The value of the genus is that we can check for garbles. I wasn't suggesting we did trees at genus level yet.

rossmounce commented 9 years ago

oh, ok

petermr commented 9 years ago

taxdump field 2 (0-based) is a collection of annotations collected in taxdump/class.txt. Probably not useful. Fields with leading uppercase seem entry-specific.
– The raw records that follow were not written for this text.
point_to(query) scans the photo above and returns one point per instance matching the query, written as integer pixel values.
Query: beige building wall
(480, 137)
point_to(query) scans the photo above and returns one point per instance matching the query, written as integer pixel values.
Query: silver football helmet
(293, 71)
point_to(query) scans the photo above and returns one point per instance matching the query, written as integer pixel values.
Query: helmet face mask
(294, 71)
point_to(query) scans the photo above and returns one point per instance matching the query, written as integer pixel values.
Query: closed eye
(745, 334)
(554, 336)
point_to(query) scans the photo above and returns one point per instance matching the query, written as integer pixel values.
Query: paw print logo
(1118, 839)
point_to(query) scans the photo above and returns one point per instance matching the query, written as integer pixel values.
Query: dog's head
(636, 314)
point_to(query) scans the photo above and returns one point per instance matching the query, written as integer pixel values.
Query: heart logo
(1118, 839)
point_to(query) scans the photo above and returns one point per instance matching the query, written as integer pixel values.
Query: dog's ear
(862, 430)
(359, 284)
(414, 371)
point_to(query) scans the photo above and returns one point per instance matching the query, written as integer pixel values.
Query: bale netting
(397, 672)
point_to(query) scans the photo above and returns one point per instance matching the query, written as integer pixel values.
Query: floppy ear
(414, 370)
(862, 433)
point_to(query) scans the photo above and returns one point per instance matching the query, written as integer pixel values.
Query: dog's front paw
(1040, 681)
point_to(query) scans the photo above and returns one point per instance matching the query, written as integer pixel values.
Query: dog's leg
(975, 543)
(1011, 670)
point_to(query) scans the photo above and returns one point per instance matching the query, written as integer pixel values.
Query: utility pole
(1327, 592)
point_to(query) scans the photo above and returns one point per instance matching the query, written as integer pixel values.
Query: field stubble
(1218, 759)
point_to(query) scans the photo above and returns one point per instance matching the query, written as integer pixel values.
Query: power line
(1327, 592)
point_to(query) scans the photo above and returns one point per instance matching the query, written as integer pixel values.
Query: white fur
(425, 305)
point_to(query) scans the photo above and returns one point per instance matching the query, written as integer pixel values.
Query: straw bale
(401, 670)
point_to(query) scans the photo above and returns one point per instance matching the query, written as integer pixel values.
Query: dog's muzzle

The lowercase ones are more generic but not systematic:

<aardvarks>
<acorn worm>
<actinomycete>
<actinopterygian>
<agaric fungus>
<agrotis>
<all crocodiles>
<all species>
<allotype>
<alpha subdivision>
<amphibia>
<amphibius>
<amphipod>
<anamorph Cystobasidiales>
petermr commented 9 years ago

taxdump field 4 (0-based) is a set of categories ("roles") of which we cureently omit all except scientific name:

acronym
anamorph
authority
blast name
common name
equivalent name
genbank acronym
genbank anamorph
genbank common name
genbank synonym
in-part
includes
misnomer
misspelling
scientific name
synonym
teleomorph
type material

i.e. entry only selected if:

"scientific name".equals(field[4])
petermr commented 9 years ago

Note: moved summary files back to taxdump folder.

petermr commented 9 years ago

Future editing. We can either filter names.dmp per record (e.g.): :

/^\|1234/ d

will remove record for id 1234 or add generic filters. Since we may wish to revise filters we should probably build a series of filters to be read and run every time the files are rebuilt. These will be regexes read by ScientificNameList.